An early presidential election was scheduled after President Saakashvili resigned in November 2007, following the government’s violent dispersal of protestors in front of Parliament. Parliamentary Speaker Nino Burjanadze assumed the presidency on an interim basis until January elections.
On January 5, 2008, Saakashvili was elected to a second 5-year term with 53.45% of the vote. Levan Gachechiladze, the unified candidate of nine opposition parties, earned 25.68%. Voters also overwhelmingly voted in two plebiscites in favor of NATO integration and spring parliamentary elections.
In the May 21, 2008 parliamentary elections, President Saakashvili’s United National Movement won an overwhelming majority with 119 out of 150 seats. International observers agreed that the government made efforts to conduct the elections in line with international standards but that the elections were uneven and incomplete in their adherence to those standards.
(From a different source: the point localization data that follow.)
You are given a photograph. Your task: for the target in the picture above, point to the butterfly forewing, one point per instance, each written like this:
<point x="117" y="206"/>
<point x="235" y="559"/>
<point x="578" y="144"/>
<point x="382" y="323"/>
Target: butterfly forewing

Half of the opposition boycotted the new Parliament, citing voter intimidation, lack of balance by most media, and a lack of fair adjudication of complaints, problems also noted by the OSCE. As a result, by-elections were held in Tbilisi and Adjara on November 3, 2008. In the fall of 2009, Parliament passed legislation allowing those individuals who had refused to take their seats following the May 2008 elections to assume office if they so chose.
In December 2009, Parliament passed a new electoral code, providing for the direct election of Tbilisi’s mayor for the first time and the expansion of Tbilisi’s city council, among other reforms. Municipal elections held on May 30, 2010 were evaluated by international monitors from the OSCE as marking evident progress toward meeting OSCE and Council of Europe standards for democratic elections, but with significant shortcomings remaining, including a flawed election code, the misuse of administrative resources, and lack of balanced media coverage for opposition candidates. The United National Movement won the majority of seats in each of the country’s municipal councils, including in Tbilisi, and its candidate was elected mayor of the capital.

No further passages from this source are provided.